The play can seem little depressing in its subject matter at times as it lingers on thoughts of death and the pointlessness of life, but it is cut through with some sharp wit that often diffuses dark philosophising with a big laugh. Diego Pitarch's set cleverly gets around the problem of having two rooms on such a tiny stage by making the whole stage into the living room and putting the bedroom with cutaway walls right in the middle of it, which works really well. Sound designer Paul Gregory links the scenes with just a simple loud, pounding bass thump, which is very effective but causes some buzzing vibrations somewhere in the room.

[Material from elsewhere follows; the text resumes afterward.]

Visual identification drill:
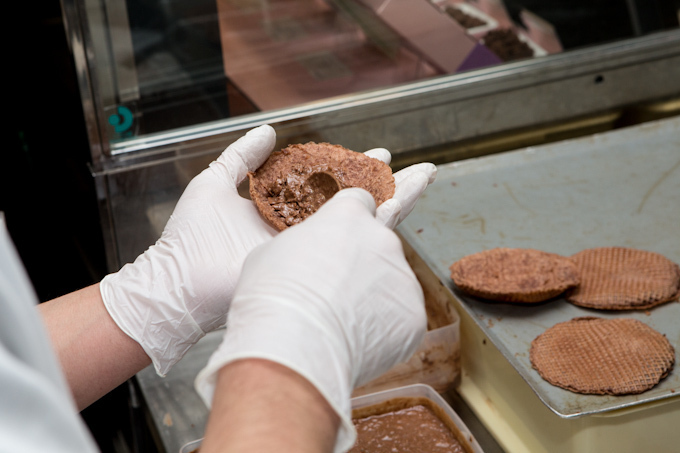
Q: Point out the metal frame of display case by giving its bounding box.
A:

Oliver Cotton gives a wonderfully-relaxed and natural performance as Gabriel, with a strong supporting performance from Caitlin Mottram as Alma. Ian Barritt plays Conrad as bitter and rather cold towards Gabriel, because of Gabriel's jibes about infidelity and perhaps because he is angry with him for dying and leaving him. Patrick Knowles is wonderfully pathetic as Ryan, whom he plays as a completely useless young boy whose feeble schemes for bettering himself are just appeals for a father figure, or just for some affection. Marty Cruickshank as Kassie is suitably dizzy if a little vague.

This certainly isn't a happy or uplifting piece of theatre, nor is the plot action-packed, but McGuinness has skilfully crafted his script to inject plenty of really funny humour and some profound philosophising into the natural flow of the story to keep an audience interested in the characters. The Library has created another very strong production of a relatively recent play from a leading playwright that is well-worth seeing.